Certain companies, however, are learning the meaning of the term “blowback,” which has typically been used to highlight the unintended geopolitical consequences of military interventions. In the corporate context, becoming politically engaged triggers rivalrous “stakeholders” jealous of the power of global companies brought to bear for various causes, in particular, through the marketing and the style of its products and services for those causes. However, corporate campaigns, products, and statements now reward or disregard consumer loyalty in the face of a faux higher calling. But these examples and countless others gloss over how easy it is for global brands to punch down. Here, though, the costs are hidden but no less damaging.

Consider that the unofficial launch to Donald Trump’s 2016 presidential campaign began in March of 2015, with the week-long Democratic Party/corporate/entertainment moguls hyper-reaction to Indiana’s just passed Religious Freedom Restoration Act statute, signed appropriately enough by Governor Mike Pence. For one week in March, the NCAA, the Silicon Valley complex, the Obama administration, every celebrity who cared to, and many more, decried Indiana, its Republican Party, and leading state officials as anti-gay bigots. To label this a mob mentality misses what happened, for while it was full of intensity and irrational behavior, the key actors understood exactly what they were doing.
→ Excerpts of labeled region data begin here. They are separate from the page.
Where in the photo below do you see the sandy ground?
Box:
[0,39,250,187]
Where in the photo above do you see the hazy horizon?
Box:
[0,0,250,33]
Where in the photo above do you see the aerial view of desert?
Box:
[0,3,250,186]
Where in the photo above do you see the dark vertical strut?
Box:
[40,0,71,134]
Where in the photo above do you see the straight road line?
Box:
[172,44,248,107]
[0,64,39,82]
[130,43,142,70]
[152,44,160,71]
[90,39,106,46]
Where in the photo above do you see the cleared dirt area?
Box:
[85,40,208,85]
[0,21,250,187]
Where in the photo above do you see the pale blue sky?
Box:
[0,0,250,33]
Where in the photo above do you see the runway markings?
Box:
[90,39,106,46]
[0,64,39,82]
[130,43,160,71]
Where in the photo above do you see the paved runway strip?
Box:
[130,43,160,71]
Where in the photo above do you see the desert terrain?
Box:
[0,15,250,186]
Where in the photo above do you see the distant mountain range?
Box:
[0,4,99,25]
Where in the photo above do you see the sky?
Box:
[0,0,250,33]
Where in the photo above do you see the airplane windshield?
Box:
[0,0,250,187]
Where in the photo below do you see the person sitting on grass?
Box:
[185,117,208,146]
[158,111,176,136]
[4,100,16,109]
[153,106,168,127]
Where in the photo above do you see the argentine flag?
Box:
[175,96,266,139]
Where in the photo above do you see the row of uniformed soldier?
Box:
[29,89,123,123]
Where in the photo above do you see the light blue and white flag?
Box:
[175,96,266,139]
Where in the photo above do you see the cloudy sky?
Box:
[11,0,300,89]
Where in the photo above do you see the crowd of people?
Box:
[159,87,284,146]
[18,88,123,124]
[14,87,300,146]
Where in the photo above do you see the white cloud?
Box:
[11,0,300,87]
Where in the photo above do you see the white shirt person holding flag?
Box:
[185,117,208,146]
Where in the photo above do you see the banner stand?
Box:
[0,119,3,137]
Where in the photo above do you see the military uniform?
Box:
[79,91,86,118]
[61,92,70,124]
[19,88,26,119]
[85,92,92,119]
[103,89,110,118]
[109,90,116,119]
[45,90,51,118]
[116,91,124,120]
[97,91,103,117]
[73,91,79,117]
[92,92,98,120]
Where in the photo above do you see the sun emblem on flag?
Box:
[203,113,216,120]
Their reaction had no foundation in the law, as was patiently explained by, among others, University of Virginia Law Professor Douglas Laycock.

No, the vehement opposition to the law owed to its targets, easy to slap social conservatives, which create new business opportunities. As such, a forum was provided to corporate elites to showcase their woke capital bona fides by threatening boycotts, mocking Christians, and declaring their undying empathy with those whose lives would never be the same if such legislation was allowed to stand. Oh, bother. However, Donald Trump in the wake of this event received record level support and votes from evangelical Christians because he promised to protect them from the slick mob that had threatened them, and it was believed would do so for four years under a Democratic president. And so far, he has. Perhaps that is the ultimate consequence of woke capital, they created a new political market, woke post-liberal conservatism.

Outrage at the failure of major corporations to stand for core political freedoms in the face of Chinese despotism promises to return even more of these blowback dividends. I’ll bet President Trump is looking forward to signing those dividend checks.